From a lot of research and feeding on the experiences of others, which includes both highly successful communities, as well as many dismal failures, I would like to share with you four (4) key reasons why online communities fail:
1. No clear value proposition
You need to provide an answer to the question, "why should someone join your community?". This sounds a bit obvious, but so many people launch communities for the wrong reason. Perhaps they want a space to share resources or to keep the person connected after an event. Perhaps they feel it is the "in thing" or perhaps they think it will help build their reach and visibility. Or perhaps some members of their target audience told them they should have one.
Remember: If you slap a community platform as an "extra" for your organisation or thematic area, without properly thinking through why people will be compelled to join (and stick around), you are doomed before you've started.
2. Unclear expectations from members (and failing to meet them)
If members join with certain expectations and you fail to meet them, they will leave. This typically happens if you have not properly communicated what you expect within your community BEFORE people sign up. Be ultra-transparent about what is inside. Have clear conversations with prospective members. Make sure people are going into your community with their eyes open. Your job as a community leader or moderator should be meeting the members' needs and expectations, rather than trying to guess what they are. Ensure consistency between what they expect and what you can actually provide.

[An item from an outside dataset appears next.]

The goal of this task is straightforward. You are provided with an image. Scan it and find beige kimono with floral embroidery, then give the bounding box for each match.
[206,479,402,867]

3. Members being overwhelmed
If members join your community and are inundated by endless options, they will get confused and leave. to combat this, try to find solutions that ensure members only see the content relevant to them. Work to offer clear onboarding and let them feel guided/supported throughout their time in your community.
4. Not allocating enough effort and resources to managing your community
Community management takes a lot of work. For those looking to bolt on a community and then leave it alone, you are destined to fail. It is an ongoing time investment, forever (I know a bit dramatic). Particularly the early days (before you hit critical mass) can feel like stoking a fire - if you leave it alone, it'll go out. Multiple communities have failed because persons simply could not find the time to invest into them in an ongoing propensity. With a community of practice, as with most things, what you put in, is what you get out.
And here is an extra one....
If you are running an online community, don't hide it away in some "mystery box" or behind some tacky landing page. Share what is actually happening inside. This can take various forms but some of my favorites are:
- A live tour, show people what they can find inside
- Sharing public content-based value that is in the community
- sharing honest member reviews
- "Building in public", meaning documenting the journey of growing your community on your public profiles
Nobody trusts what is hidden. Nobody likes to commit to something that is unclear. We don't make commitments to something based on a vague guess. We make commitments based on having ample information.
I challenge you all to think about these four reasons why communities fail and see how you can use them to improve the impact of your community today.